The problem with that is, that's what they always say after a Sonya dance, and because most of her dances are extremely similar, they're becoming formulaic. They are amazing, she is an incredible choreographer, but it's become expected, the luck of the draw that if a dancer gets a Sonya routine, the judges will fawn all over them and tell them they can do no wrong. When a dancer gets an upbeat routine from a choreographer in another genre, they are almost always told they lack depth.

The truth is, "So You Think You Can Dance" may have become a caricature of itself. Maybe not, it's too early to tell. But the show is sliding into formula for me. Even the dances are becoming predictable. There's the dance with the door or window, the dance with the bed, the caveman dance, the convulsing Sonya dance (usually about addiction or heartbreak), and the trick dances, random cultural folk dances seemingly brought in for no reason at all other than to stump some unlucky dancer. It's odd to know the choreographers so well that even non-professionals will be able to guess what's going to happen. (In Sonya's dance, for example, you can expect awkward jerky movements, sad faces, tons of lifts, and lots of grabbing at the head and face.)

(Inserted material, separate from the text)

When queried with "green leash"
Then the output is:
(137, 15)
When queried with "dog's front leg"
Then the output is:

Genres of dance, in and of themselves, are these massive wells, deep and wide enough to bring all types of plotlines and stories to the stage, but SYTYCD, or it's constant slate of choreographers, seem to be dry of fresh ideas. This is not even a fair assessment on my end, it shouldn't be the responsibility of a handful of choreographers to show the breadth and width of a single art form every week. But just imagine what American Idol would be like if every pop song had to be by Madonna, every rock song by the Rolling Stones. There's a similar effect happening on SYTYCD right now. Every contemporary dance is Sonya or Mandy Moore. Each genre has one or two choreographers or teams of choreographers that they use every single week. It gets stale after several seasons. I think the judges think they are asking more of their contestants, but really, they're constricting them creatively by forcing new contestants to do similar routines in every way to all those that have gone before them.

New contestants should have a new chance so that they don't have to suffer constant comparisons, so that America and the judges can evaluate each constestant on their own merits, not which formula they've ended up with each episode. It's like spinning a wheel, we know they'll get something very specific, sad sonya, peppy ballroom, sexy hip-hop, tongue-in-cheek broadway. Let's change it up! Mix new tones and emotions with each genre of dance! Broadway can be sexy, hip hop can be funny or sad, any of these genres can be anything at all. But where's the variety?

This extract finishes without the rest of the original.